前著では、中世の民衆衣料を苧麻に代表させ、苧麻から木綿へという変化に注目したのであるが、そこでは木綿登場の歴史的な意味を強調するために、やや単線的な捉え方に陥っていたとして、苧麻や絹などの衣料のあり方を調べ、前近代の衣料の変化を総合的に把握しようと努めている。
苧麻とは苧(からむし)や麻を原材料とする布のことであるが、それを調べてゆくと、その製品が単純に民衆の衣料とのみは評価できず、高級な製品もあること、他方で、絹は支配身分と緊密不可分な衣料であったことなどが明らかになった。そこで苧麻・絹・木綿の三つの代表的な衣料の技術・生産・流通の形態を具体的に探るとともに、それらへの国家や支配層の対応について考察したのである。

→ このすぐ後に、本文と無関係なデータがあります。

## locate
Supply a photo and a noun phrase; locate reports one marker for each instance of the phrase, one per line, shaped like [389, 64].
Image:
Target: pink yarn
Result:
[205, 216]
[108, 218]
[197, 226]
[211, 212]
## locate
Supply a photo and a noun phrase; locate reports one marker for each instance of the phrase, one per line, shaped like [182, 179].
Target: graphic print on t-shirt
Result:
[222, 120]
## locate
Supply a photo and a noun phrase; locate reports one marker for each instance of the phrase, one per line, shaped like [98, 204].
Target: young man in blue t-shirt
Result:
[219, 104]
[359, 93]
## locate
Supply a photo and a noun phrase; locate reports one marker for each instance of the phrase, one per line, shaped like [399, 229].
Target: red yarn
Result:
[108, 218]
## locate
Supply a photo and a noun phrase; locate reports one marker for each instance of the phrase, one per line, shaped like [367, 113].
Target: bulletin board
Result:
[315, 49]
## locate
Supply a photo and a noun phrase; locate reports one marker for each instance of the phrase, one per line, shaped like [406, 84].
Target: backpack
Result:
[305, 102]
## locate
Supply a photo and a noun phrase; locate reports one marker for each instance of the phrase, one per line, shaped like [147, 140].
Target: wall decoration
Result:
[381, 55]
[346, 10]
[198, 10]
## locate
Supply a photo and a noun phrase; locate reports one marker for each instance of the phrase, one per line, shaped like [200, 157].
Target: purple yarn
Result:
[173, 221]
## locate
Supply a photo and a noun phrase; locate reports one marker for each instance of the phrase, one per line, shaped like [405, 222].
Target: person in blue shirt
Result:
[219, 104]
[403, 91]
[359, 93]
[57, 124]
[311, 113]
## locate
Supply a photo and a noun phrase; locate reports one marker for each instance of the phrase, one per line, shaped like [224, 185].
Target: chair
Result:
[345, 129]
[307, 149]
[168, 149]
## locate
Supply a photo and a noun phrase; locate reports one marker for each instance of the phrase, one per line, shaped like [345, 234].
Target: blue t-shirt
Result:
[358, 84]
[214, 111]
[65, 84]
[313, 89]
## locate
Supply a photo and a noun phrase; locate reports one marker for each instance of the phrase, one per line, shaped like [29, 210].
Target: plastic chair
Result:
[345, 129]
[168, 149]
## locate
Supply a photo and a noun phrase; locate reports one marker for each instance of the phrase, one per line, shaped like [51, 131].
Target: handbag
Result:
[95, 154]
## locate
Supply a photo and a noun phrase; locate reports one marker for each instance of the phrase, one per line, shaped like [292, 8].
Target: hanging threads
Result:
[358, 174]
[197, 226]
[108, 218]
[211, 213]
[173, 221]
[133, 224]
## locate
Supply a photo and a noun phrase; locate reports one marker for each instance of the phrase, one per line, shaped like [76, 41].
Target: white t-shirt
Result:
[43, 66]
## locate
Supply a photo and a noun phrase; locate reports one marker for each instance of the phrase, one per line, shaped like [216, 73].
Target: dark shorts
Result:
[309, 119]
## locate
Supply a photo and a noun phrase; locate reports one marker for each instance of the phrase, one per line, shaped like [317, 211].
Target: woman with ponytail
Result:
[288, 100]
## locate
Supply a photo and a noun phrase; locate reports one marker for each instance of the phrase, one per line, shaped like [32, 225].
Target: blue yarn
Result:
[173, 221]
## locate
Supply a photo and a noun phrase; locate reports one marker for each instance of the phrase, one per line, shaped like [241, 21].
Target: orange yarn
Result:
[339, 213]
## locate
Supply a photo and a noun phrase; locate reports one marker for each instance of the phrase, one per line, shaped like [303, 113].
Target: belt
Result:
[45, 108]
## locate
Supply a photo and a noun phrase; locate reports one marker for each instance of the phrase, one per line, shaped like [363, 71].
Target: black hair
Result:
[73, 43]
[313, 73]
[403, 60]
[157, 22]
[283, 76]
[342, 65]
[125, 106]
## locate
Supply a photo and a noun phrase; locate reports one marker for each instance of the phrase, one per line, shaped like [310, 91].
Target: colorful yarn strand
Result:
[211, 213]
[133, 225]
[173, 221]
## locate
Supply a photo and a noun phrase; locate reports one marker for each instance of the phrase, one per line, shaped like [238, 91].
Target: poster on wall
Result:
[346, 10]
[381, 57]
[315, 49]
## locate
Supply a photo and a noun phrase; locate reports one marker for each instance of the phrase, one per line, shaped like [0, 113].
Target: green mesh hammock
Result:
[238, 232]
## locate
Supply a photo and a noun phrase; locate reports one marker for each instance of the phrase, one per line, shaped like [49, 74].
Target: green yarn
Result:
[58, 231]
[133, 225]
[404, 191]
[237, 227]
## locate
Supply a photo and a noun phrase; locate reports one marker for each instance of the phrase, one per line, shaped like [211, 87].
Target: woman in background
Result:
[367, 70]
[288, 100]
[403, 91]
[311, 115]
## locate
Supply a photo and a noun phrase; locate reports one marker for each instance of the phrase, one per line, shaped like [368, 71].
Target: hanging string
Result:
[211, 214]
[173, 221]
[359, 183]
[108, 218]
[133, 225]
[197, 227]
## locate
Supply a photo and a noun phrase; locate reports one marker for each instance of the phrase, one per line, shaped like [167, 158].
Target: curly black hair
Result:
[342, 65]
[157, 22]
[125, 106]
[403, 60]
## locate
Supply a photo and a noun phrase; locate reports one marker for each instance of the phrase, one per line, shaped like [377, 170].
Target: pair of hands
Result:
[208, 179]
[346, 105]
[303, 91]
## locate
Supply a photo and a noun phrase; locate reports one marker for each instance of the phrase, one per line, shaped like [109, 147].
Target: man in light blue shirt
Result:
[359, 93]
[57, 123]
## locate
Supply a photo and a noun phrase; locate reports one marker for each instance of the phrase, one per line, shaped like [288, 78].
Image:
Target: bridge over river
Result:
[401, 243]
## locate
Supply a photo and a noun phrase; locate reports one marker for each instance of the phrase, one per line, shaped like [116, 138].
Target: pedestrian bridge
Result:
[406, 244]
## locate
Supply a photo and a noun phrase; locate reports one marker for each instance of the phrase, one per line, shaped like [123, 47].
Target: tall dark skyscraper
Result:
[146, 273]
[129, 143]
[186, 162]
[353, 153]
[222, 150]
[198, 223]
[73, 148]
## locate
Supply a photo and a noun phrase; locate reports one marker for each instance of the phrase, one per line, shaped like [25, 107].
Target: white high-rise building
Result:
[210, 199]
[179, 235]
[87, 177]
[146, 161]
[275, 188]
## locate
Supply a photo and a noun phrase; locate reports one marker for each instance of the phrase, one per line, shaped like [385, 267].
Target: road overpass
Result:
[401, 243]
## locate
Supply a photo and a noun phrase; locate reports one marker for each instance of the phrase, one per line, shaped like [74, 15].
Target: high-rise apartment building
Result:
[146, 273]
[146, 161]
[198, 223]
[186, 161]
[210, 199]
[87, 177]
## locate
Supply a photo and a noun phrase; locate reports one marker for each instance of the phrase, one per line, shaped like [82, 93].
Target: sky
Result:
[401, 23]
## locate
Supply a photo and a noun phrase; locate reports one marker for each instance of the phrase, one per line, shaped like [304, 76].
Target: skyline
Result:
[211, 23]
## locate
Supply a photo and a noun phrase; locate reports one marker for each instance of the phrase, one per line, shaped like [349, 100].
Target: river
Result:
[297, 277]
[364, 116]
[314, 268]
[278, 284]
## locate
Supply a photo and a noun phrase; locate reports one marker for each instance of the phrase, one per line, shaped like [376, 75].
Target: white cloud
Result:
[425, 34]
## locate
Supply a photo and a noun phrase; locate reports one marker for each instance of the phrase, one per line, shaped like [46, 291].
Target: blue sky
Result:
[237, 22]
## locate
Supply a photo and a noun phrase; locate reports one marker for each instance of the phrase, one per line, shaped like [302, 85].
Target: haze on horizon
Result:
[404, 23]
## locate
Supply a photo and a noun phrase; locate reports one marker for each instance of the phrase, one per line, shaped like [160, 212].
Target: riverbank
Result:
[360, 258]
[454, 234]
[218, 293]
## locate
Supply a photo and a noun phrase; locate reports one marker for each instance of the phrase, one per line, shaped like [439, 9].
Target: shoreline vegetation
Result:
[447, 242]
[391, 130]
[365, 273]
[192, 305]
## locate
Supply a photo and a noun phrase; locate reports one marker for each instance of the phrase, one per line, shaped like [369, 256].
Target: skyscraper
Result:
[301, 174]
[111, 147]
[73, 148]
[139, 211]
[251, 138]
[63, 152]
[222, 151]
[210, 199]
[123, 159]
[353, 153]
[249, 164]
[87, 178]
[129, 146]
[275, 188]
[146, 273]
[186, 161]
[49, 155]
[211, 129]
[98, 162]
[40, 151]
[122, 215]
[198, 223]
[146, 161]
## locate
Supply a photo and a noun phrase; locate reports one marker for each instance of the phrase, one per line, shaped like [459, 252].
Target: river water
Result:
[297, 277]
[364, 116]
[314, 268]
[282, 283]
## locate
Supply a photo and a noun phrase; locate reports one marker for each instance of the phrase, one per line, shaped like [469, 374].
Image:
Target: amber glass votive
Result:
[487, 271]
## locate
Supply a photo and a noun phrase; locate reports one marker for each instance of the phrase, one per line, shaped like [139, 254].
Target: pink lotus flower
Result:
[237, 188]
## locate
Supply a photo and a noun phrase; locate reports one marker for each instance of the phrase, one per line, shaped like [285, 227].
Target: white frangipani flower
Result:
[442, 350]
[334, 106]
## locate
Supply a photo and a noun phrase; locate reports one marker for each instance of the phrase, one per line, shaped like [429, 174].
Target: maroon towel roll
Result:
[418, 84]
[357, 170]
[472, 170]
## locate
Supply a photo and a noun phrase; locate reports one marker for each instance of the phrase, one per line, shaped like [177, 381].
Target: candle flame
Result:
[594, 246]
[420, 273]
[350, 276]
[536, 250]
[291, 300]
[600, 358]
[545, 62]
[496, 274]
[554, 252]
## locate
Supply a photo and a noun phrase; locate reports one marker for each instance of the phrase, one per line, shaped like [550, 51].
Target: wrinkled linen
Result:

衣料が自家用のものかどうか、貢納用であったかどうか、商品となっていたかどうか、という三つの変数に注目し、当時の農業生産力や社会分業の水準を考慮しながら、古代から近世にかけての変遷を探っている。
日本列島に自生する苧麻を素材として作られた布は、広く民衆の衣料として使われるとともに、上製の布は貢納された。これに対して、大陸から入って古代国家によって身分制度的に生産・製造されたのが、高級製品としての絹であり、また中世末期に広く商品生産されたのが木綿であった。この木綿は多方面に使われ、その登場によって、社会は大きく変化していったことが明らかにされている。

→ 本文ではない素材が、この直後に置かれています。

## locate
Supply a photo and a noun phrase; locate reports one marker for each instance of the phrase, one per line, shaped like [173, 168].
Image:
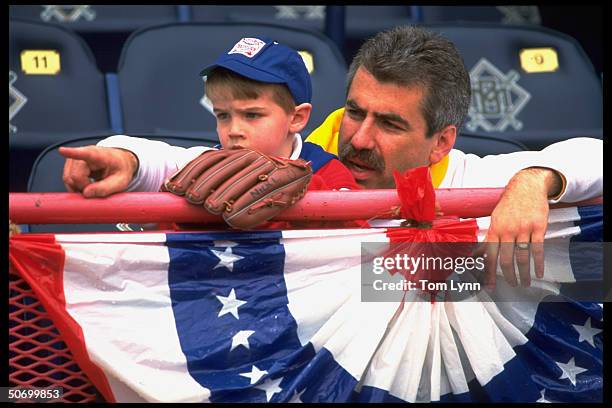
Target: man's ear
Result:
[301, 114]
[444, 142]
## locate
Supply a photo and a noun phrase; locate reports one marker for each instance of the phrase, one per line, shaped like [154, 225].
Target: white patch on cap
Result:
[249, 47]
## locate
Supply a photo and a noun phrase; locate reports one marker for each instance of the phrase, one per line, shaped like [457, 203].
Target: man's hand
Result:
[244, 185]
[518, 225]
[98, 171]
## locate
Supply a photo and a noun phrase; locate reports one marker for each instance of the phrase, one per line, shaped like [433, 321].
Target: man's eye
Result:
[390, 125]
[354, 113]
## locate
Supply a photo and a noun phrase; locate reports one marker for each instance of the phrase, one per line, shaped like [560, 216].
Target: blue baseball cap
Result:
[264, 60]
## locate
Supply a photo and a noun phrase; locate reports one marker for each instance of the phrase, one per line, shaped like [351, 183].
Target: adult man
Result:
[408, 94]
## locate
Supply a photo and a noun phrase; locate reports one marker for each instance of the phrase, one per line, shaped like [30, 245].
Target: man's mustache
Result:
[367, 157]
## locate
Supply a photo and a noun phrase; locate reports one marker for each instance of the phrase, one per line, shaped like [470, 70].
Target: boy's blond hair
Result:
[242, 87]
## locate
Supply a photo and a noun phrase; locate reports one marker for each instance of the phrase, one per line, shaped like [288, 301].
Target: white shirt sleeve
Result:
[578, 160]
[156, 160]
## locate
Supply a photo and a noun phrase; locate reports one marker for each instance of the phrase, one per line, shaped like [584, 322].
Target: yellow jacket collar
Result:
[327, 134]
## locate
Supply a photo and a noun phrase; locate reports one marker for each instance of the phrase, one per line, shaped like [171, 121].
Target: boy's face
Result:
[259, 124]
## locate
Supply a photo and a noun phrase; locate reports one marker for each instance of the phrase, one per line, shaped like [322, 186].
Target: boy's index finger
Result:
[90, 154]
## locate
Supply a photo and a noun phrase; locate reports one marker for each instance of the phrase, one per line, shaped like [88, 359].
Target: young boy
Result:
[261, 92]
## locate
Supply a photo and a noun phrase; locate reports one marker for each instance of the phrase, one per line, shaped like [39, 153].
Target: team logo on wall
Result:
[67, 14]
[497, 99]
[520, 14]
[16, 101]
[300, 12]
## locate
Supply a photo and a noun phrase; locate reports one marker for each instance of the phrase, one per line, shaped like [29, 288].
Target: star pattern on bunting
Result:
[226, 258]
[297, 397]
[242, 339]
[271, 387]
[570, 370]
[255, 374]
[542, 397]
[586, 332]
[230, 304]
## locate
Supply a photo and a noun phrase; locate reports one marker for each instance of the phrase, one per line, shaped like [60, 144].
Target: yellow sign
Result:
[40, 62]
[308, 60]
[539, 60]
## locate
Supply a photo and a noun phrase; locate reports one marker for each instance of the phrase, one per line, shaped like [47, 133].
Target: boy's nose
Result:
[363, 138]
[236, 129]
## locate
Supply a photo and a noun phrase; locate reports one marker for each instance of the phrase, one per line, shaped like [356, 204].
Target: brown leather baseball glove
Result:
[246, 186]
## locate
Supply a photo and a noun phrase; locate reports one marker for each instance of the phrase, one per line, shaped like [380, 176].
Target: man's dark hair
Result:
[412, 56]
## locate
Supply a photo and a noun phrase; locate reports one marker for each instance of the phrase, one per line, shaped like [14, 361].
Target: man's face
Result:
[259, 124]
[382, 130]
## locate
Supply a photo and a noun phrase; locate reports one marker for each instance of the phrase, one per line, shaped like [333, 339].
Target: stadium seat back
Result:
[482, 145]
[55, 92]
[46, 176]
[162, 92]
[101, 18]
[493, 14]
[306, 17]
[529, 84]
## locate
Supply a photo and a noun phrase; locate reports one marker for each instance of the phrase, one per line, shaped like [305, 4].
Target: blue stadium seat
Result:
[46, 106]
[493, 14]
[305, 17]
[481, 145]
[46, 176]
[511, 99]
[353, 22]
[105, 18]
[161, 90]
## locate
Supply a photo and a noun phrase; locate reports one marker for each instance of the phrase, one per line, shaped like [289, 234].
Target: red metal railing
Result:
[72, 208]
[37, 355]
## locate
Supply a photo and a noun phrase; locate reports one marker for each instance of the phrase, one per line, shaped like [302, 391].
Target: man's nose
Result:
[363, 138]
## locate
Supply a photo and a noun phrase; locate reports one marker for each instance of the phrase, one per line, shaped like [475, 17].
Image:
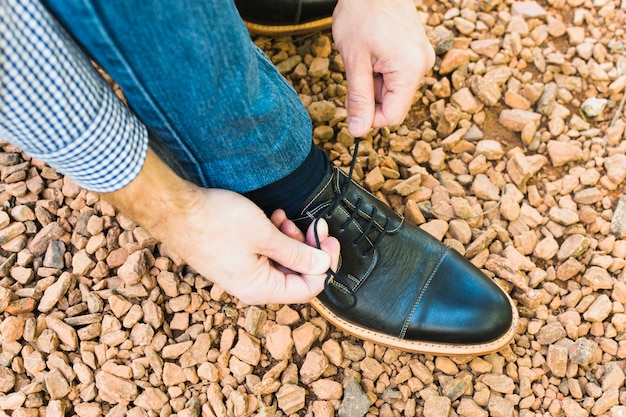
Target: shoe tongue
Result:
[332, 186]
[368, 203]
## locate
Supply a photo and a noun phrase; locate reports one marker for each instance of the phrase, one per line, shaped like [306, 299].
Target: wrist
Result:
[155, 197]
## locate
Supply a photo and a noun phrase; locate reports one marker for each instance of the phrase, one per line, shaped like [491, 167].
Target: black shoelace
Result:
[330, 274]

それは苧麻の汎用性、絹の身分性、木綿の商品性に注目して、衣料の歴史から日本列島の社会の展開を見通す作業であると指摘できよう。
こうした作業で思い出されるのは網野善彦の仕事である。著者は『20世紀日本の歴史学』のなかで網野の歴史学の方法を激しく批判したが、こうした列島の社会史の作業を通じて、網野の方法ではない、総合的な歴史学の方法に基づいて、新たな歴史学を切り開こうとしたように思われる。

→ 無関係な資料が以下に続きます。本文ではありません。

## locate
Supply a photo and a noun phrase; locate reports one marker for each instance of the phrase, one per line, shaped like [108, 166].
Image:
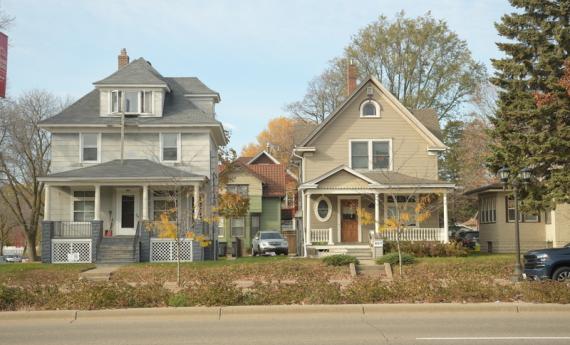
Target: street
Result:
[298, 325]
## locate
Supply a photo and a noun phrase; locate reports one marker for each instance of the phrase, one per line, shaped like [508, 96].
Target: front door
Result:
[349, 220]
[127, 212]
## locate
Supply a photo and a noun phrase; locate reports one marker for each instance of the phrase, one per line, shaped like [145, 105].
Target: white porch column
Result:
[97, 202]
[145, 202]
[47, 216]
[196, 201]
[377, 213]
[445, 221]
[308, 235]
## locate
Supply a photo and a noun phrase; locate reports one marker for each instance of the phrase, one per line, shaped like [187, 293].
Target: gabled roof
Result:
[128, 169]
[138, 72]
[407, 114]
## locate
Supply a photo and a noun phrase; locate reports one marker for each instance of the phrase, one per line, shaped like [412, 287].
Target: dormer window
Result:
[131, 102]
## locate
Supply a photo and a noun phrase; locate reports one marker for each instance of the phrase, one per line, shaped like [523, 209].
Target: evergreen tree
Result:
[532, 124]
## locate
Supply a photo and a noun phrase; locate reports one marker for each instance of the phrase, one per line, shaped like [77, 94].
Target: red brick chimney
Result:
[351, 74]
[123, 58]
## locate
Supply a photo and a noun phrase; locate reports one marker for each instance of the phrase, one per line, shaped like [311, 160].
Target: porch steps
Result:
[116, 250]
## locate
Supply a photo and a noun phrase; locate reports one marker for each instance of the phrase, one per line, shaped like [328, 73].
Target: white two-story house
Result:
[137, 145]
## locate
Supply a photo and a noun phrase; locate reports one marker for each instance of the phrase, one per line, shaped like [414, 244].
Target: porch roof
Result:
[128, 169]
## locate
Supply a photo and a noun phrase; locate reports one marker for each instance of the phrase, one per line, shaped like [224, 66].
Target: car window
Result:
[270, 236]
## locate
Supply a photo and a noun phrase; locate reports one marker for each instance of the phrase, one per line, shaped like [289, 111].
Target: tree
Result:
[531, 126]
[24, 158]
[277, 138]
[420, 60]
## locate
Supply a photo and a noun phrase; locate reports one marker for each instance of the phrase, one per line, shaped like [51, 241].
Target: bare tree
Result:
[24, 158]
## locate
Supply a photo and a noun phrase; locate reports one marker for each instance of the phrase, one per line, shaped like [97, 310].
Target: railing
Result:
[320, 236]
[410, 234]
[65, 229]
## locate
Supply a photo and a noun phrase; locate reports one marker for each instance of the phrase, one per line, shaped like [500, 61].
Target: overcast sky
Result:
[259, 55]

しかし著者は突然の病魔に襲われ、この七月、わずかに初稿ゲラを見ただけで、亡くなられた。したがって本書はまさにその遺著であって、今後の研究の大きな展開が期待されていただけにまことに残念である。
思えば、網野が正統に対する「異端」の姿勢を常に掲げて、戦後の歴史学の牽引車となってきたのに対し、著者は理論と実証に基づく正統な歴史学の道を歩んで、同じく戦後の歴史学を主導してきた。ともにマルクス主義の歴史学を標榜し、歴史学の可能性を強く主張していただけに、今年になって、この二つの「巨星」を失ったことの損失は計り知れない。
本書を読みつつ、衣料のみならず列島の社会の生活や文化に注目しつつ、歴史を広く捉える必要性を痛感した。三つの素材、三つの変数はそれを探る手がかりとなろう。